This is a zero-downtime migration. Elasticsearch and ClickHouse run side-by-side during the transition. New data flows to ClickHouse immediately, and you migrate historical data at your own pace.

What Changed

  • Data store: Trace, span, and evaluation data is now stored in ClickHouse instead of Elasticsearch/OpenSearch
  • Architecture: New event-sourcing system for data processing
  • Helm charts: New composable overlay structure with clickhouse-serverless subchart
  • Environment: ELASTICSEARCH_* variables replaced by CLICKHOUSE_URL

Migration Steps Overview

  1. Back up your databases
  2. Deploy ClickHouse alongside your existing Elasticsearch
  3. Upgrade LangWatch to v3
  4. Migrate historical data from Elasticsearch to ClickHouse
  5. Remove Elasticsearch

Prerequisites

  • Back up your databases — see Backups
  • Check release notes at github.com/langwatch/langwatch/releases
  • Test in staging before upgrading production
  • Verify your Elasticsearch cluster is healthy (all shards green)
  • Ensure you have enough disk space on the ClickHouse host for the migrated data

Step 1: Deploy ClickHouse

Add ClickHouse to your existing infrastructure. Your Elasticsearch instance stays running — both will operate in parallel during migration.

Docker Compose

Add the ClickHouse service to your compose.yml:
services:
  clickhouse:
    image: langwatch/clickhouse-serverless:0.2.0
    environment:
      CLICKHOUSE_PASSWORD: langwatch
    ports:
      - "8123:8123"
    volumes:
      - clickhouse-data:/var/lib/clickhouse
    deploy:
      resources:
        limits:
          memory: 2G
    healthcheck:
      test: ["CMD", "clickhouse-client", "--query", "SELECT 1"]
      interval: 5s
      timeout: 5s
      retries: 5

volumes:
  clickhouse-data:

Kubernetes (Helm)

The v3 Helm chart includes the clickhouse-serverless subchart automatically. No additional setup is needed — ClickHouse will be deployed when you upgrade the chart in Step 2.

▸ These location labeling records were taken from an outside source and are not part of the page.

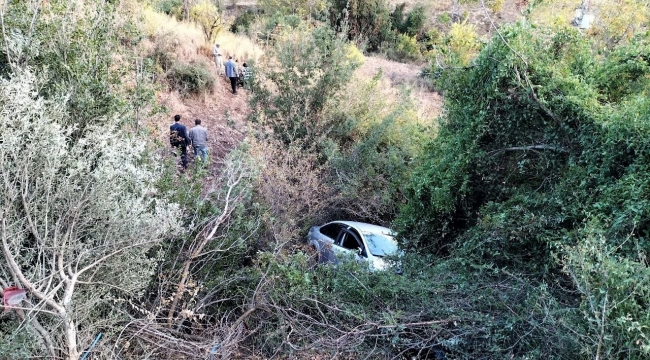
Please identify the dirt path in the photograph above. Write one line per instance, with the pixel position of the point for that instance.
(222, 113)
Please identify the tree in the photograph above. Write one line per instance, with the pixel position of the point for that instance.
(78, 220)
(292, 94)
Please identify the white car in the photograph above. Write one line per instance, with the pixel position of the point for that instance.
(351, 239)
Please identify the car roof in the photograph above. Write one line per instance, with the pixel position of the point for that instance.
(364, 227)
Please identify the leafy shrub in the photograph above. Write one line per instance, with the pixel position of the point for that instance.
(243, 21)
(444, 19)
(170, 7)
(365, 21)
(406, 47)
(190, 79)
(291, 97)
(413, 24)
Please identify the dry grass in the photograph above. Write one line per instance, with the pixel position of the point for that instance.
(396, 75)
(239, 46)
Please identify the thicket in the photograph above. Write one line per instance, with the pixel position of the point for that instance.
(522, 215)
(539, 168)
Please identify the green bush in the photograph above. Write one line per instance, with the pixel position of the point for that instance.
(190, 79)
(406, 48)
(169, 7)
(541, 167)
(243, 21)
(413, 24)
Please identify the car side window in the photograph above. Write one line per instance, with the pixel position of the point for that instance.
(331, 230)
(351, 241)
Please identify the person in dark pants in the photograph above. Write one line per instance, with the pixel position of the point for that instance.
(178, 138)
(231, 72)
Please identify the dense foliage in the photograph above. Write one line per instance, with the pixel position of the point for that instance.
(539, 167)
(522, 213)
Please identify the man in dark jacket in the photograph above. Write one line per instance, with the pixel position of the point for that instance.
(231, 73)
(178, 138)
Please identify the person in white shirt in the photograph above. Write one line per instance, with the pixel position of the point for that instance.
(218, 58)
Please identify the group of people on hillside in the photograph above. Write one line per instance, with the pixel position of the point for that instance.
(238, 76)
(197, 137)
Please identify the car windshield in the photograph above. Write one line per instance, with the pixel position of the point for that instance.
(380, 244)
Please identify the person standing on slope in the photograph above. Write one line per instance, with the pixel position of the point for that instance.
(231, 72)
(218, 58)
(178, 138)
(199, 137)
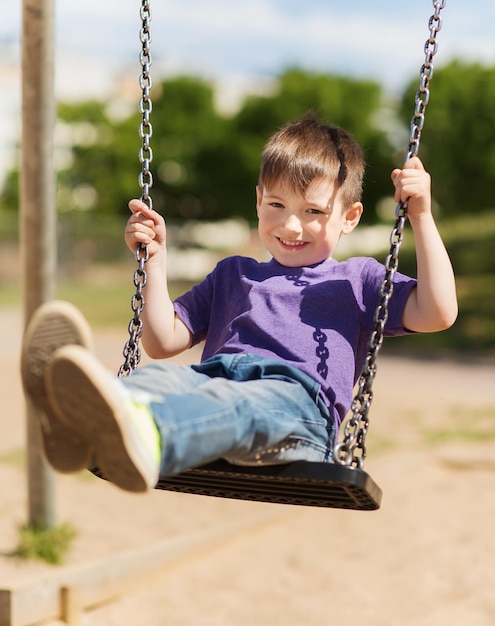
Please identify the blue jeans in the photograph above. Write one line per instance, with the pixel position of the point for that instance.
(241, 407)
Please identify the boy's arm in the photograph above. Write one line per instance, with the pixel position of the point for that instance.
(432, 305)
(164, 334)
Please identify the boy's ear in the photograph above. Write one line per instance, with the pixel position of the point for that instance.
(352, 217)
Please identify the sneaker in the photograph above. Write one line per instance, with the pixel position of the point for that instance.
(97, 405)
(53, 325)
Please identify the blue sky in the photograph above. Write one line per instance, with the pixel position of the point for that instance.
(382, 39)
(242, 44)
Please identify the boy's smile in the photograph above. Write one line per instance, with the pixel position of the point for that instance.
(300, 230)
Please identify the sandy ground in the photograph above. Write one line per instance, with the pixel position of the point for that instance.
(426, 558)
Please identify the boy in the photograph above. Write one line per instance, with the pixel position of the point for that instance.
(284, 340)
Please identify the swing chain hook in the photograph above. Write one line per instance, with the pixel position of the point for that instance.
(351, 451)
(132, 351)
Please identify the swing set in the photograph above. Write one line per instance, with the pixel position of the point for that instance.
(344, 483)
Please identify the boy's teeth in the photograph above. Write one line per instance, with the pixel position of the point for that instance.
(292, 243)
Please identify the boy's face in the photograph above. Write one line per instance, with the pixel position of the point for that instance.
(302, 230)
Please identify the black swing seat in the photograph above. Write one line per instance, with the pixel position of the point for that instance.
(300, 482)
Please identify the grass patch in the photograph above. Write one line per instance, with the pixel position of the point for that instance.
(15, 458)
(45, 544)
(466, 426)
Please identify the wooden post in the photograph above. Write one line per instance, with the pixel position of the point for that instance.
(37, 214)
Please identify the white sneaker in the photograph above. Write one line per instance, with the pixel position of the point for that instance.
(54, 325)
(94, 403)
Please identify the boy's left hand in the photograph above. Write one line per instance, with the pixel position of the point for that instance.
(413, 184)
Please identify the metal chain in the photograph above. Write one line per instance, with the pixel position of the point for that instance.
(132, 352)
(352, 450)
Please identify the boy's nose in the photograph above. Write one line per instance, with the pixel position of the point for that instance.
(292, 225)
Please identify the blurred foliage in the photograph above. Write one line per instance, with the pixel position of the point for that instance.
(206, 163)
(458, 144)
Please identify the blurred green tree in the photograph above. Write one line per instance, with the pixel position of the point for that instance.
(458, 141)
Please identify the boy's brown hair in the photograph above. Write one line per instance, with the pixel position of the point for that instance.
(308, 149)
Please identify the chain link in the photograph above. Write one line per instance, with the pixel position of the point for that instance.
(132, 352)
(352, 450)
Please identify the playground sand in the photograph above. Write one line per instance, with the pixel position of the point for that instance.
(424, 559)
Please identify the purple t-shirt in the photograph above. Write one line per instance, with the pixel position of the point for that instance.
(318, 318)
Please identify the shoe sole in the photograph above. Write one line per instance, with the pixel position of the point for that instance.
(88, 398)
(52, 326)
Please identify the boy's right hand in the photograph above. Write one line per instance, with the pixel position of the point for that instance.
(147, 227)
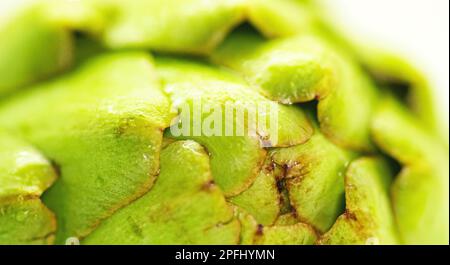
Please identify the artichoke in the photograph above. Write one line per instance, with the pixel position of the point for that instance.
(102, 140)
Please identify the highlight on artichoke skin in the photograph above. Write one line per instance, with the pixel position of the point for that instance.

Step 2: Upgrade LangWatch to v3

Docker Compose

Update your environment variables and pull the v3 images: Add CLICKHOUSE_URL to your app and workers environment in compose.yml:
services:
  app:
    environment:
      CLICKHOUSE_URL: http://default:langwatch@clickhouse:8123/langwatch
  workers:
    environment:
      CLICKHOUSE_URL: http://default:langwatch@clickhouse:8123/langwatch
Then pull and restart:
docker compose pull
docker compose up -d

Helm Chart

helm repo update

helm upgrade langwatch langwatch/langwatch \
  --namespace langwatch \
  --version 3.0.0 \
  -f values-production.yaml \
  --wait --timeout 10m
The Helm chart configures CLICKHOUSE_URL automatically from the ClickHouse values — no manual env var needed for either managed or external ClickHouse.

What Happens on Startup

  • PostgreSQL: Prisma migrations run automatically, including removing the old Elasticsearch feature flags
  • ClickHouse: Schema migrations create all required tables (event_log, stored_spans, trace_summaries, etc.)
  • New data starts flowing to ClickHouse immediately
  • Historical data in Elasticsearch remains readable until you migrate it
Keep your ELASTICSEARCH_NODE_URL configured during this phase. LangWatch v3 can still read from Elasticsearch for data that hasn’t been migrated yet.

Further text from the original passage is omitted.